Yes, we can still improve the time complexity
Further optimized version:
We will always try to do the first array as a smaller array so that time complexity will reduce and binary search takes place in a shorter space.
Steps:
- Here, the given two arrays are partitioned so that some element goes to the left part of the merged array and the remaining goes to the right half similarly, the second array.
- We know the suitable condition is l1<=r2 and l2<=r1.
- Take low value, which is max(0,k-m) that takes at least one element from array one, and min(k,n) represents we can handle all aspects from a single array.

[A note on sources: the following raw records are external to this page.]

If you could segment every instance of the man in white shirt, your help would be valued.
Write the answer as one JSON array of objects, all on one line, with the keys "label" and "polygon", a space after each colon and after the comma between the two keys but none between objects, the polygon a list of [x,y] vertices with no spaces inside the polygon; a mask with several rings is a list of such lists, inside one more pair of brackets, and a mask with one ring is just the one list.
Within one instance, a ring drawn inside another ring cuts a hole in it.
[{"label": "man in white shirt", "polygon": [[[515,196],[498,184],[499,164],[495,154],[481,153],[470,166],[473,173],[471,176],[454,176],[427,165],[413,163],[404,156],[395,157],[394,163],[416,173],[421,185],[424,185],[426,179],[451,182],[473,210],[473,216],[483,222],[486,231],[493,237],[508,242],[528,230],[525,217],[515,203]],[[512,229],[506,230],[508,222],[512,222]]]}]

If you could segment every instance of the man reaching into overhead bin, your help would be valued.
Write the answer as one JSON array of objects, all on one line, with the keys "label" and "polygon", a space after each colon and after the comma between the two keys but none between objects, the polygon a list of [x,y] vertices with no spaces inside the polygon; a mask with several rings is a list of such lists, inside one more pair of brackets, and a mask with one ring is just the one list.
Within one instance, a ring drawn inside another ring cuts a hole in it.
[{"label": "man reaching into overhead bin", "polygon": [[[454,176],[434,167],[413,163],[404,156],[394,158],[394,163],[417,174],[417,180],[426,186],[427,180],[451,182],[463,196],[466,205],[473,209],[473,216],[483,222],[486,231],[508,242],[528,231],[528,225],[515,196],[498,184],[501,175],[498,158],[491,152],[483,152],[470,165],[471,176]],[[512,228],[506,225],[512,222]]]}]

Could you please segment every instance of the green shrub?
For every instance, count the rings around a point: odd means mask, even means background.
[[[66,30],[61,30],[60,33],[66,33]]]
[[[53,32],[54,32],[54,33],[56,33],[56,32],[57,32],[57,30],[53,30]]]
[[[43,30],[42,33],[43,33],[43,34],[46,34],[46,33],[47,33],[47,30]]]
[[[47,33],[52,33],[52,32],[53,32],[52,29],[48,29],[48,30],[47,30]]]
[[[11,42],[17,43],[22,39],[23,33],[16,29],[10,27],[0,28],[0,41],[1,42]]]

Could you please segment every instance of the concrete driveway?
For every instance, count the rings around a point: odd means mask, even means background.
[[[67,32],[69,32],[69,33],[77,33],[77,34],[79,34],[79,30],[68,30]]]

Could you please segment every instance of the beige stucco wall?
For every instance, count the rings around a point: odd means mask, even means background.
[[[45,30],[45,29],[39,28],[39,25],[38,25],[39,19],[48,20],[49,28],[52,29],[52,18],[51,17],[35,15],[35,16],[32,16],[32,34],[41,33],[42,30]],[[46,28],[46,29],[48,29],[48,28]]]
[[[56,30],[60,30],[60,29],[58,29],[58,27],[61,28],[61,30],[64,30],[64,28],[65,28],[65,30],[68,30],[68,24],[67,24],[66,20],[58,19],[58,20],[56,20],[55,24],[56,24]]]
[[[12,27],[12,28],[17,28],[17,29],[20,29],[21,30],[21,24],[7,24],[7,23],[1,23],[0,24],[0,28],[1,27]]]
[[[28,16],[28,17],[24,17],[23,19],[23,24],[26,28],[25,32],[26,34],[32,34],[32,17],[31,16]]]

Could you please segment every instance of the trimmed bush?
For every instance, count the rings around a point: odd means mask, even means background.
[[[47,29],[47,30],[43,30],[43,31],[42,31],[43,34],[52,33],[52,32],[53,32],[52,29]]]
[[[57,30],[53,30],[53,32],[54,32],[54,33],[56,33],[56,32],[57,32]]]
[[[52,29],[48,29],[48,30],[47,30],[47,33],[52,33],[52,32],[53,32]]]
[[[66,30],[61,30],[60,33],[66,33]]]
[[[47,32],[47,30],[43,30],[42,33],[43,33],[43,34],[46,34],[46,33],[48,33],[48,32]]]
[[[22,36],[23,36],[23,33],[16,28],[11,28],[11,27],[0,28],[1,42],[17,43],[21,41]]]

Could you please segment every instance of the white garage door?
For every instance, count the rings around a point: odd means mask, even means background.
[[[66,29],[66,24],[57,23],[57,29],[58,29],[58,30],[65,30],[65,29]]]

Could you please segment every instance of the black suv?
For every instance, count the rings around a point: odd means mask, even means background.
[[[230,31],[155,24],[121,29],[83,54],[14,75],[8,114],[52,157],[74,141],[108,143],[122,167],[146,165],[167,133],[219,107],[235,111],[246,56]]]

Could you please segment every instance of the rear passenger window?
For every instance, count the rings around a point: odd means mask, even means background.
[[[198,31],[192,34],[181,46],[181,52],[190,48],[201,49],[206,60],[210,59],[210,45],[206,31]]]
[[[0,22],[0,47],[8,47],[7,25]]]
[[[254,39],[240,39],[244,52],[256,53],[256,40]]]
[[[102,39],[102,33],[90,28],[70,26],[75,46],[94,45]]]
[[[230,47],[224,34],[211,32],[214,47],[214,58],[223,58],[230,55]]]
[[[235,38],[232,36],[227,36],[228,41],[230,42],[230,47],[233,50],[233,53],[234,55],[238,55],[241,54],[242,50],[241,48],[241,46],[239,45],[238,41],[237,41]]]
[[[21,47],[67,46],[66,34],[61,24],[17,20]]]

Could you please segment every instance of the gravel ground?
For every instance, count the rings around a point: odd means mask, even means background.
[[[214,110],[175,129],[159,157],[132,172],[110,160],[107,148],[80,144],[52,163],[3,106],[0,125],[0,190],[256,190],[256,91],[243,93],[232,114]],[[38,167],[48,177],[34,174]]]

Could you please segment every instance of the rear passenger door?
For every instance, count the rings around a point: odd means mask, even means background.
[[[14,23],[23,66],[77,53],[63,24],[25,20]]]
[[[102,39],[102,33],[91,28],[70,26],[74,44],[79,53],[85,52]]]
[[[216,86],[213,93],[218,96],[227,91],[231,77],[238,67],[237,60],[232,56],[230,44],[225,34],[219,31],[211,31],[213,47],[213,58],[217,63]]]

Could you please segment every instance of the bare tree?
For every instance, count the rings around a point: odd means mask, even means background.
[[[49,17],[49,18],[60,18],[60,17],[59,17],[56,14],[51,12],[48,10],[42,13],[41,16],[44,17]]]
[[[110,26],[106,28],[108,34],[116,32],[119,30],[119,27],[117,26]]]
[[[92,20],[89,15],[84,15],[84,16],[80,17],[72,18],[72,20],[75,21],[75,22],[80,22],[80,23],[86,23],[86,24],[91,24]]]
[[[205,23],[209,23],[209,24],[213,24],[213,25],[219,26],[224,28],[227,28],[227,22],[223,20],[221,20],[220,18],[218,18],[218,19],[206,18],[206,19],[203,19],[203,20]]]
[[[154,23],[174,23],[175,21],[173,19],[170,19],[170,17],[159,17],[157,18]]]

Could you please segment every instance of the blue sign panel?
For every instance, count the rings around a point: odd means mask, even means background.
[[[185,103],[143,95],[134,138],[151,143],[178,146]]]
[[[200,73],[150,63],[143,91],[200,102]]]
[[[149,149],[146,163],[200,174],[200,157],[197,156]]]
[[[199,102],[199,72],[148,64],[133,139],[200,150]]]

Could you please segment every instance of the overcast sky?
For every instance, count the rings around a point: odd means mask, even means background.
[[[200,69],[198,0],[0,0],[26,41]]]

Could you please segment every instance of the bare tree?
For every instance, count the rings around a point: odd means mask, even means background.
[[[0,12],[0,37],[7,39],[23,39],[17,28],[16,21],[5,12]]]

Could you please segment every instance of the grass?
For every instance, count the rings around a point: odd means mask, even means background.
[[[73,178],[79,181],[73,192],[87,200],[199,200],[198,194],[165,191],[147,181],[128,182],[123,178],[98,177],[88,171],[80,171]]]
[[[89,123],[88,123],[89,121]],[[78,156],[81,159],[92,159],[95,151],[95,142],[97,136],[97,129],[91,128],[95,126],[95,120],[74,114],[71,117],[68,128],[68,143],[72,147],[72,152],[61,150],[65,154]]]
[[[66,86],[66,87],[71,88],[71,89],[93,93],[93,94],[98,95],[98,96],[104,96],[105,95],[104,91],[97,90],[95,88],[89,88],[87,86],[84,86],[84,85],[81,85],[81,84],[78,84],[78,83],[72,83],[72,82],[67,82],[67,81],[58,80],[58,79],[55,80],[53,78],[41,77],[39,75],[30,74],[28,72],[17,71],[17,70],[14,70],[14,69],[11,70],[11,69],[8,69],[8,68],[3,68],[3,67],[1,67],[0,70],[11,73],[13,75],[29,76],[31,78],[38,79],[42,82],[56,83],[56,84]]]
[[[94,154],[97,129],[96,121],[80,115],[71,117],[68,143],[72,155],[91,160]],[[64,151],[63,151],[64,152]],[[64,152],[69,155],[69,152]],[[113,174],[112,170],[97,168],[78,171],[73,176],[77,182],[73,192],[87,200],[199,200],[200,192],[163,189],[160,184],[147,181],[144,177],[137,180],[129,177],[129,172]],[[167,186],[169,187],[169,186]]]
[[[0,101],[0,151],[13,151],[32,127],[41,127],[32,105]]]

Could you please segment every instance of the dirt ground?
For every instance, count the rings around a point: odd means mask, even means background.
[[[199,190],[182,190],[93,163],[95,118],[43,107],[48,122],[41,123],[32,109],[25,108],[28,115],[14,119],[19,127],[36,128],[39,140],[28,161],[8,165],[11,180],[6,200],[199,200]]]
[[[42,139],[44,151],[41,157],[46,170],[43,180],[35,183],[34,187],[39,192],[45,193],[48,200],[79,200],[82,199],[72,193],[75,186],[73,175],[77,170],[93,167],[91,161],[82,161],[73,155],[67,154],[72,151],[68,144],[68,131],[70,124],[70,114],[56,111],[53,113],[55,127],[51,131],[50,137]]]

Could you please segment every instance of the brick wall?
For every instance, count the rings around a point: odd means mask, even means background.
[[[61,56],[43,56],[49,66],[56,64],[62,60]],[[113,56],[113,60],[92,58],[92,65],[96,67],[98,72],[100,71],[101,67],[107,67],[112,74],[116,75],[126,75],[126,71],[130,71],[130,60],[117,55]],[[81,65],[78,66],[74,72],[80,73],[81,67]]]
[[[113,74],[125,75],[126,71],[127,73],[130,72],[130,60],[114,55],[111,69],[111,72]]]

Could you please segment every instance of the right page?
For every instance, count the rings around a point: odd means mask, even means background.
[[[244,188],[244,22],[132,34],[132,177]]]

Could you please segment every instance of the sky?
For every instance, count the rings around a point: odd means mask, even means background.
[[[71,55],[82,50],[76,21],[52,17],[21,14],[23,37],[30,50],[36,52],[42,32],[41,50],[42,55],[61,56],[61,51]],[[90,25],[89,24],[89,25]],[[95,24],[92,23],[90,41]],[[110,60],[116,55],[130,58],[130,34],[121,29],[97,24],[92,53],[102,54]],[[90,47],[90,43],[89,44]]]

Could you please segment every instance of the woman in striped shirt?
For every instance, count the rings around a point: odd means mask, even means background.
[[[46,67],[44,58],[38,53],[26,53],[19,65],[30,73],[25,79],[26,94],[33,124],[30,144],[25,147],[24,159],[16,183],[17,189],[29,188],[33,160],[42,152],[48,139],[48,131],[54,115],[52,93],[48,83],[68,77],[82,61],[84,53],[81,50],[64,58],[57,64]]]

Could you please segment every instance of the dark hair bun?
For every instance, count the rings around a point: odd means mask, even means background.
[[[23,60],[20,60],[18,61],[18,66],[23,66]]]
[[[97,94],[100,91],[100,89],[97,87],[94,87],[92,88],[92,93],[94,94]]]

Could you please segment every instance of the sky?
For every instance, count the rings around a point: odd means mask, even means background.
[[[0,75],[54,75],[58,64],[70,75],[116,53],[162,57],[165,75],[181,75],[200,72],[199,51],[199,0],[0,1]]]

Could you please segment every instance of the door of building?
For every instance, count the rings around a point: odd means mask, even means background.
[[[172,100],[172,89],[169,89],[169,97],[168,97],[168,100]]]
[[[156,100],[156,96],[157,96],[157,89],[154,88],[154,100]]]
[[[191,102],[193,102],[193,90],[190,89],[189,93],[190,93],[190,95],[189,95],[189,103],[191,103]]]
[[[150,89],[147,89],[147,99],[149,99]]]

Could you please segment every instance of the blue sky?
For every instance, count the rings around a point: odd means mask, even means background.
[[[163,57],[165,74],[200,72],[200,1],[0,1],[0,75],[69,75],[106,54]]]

- We find cut1 and cut2. And then assigning values to l1,l2, and r1,r2 (If there are no elements in the left part, we take l1 and l2 a minimum value, and if all elements are in the right part we take r1 and r2 a maximum value)
- If the above condition is not satisfied, we try to cut the array at a different index accordingly.
- Now, we get a sorted merged array by checking the above conditions and printing the element at position k.
Input:
#include <iostream>
using namespace std;
int kth(int arr1[], int arr2[], int n, int m, int k){
if(n>m){
return kth(arr2,arr1,m,n,k);
}
int l=max(0,k-m), h=min(k,n);
while(l<=h) {
int cut1=(l+h)/2;
int cut2=k-cut1;
int l1=cut1==0 ? INT_MIN:arr1[cut1-1];
int l2=cut2==0 ? INT_MIN:arr2[cut2-1];
int r1=cut1==n ? INT_MAX:arr1[cut1];
int r2=cut2==n ? INT_MAX:arr2[cut2];
if(l1<=r2 && l2<=r2)
return max(l1,l2);
else if(l1>r2)
h=cut1-1;
else
l=cut1+1;
return 1;
}
}
int main()
{
int arr1[6] = {1, 4, 7, 9, 10, 11};
int arr2[4] = {1, 5, 7, 15};
int k = 5;
cout << kth(arr1, arr2, 6, 4, k);
return 0;
}
Output:
7
--------------------------------
Process exited after 0.06657 seconds with return value 0
Press any key to continue . . .
Example
Here we will try to learn how the above code is working by taking an example.
arr1[6] = {1, 4, 7, 9, 10, 11};
arr2[4] = {1, 5, 7, 15};
As we have taken size of array is larger to reduce
time complexity we interchange arr1 and aar2 as discussed
above.We caluculate the values l=1,h=5,cut1=3,cut2=2 we iterate through the process until we reach condition l1<=r2 and l2<=r1.The point at which we get l1=7, l2=5 and r1=9, r2=7 loop ends and it return max(l1,l2)==7.
Observation:
Time complexity:
O(log(min(m,n))
Space complexity:
O(1)
Resources: Please watch this video to understand the above method better.
With this article at OpenGenus, you must have the complete idea of how to find K-th smallest element of two sorted arrays.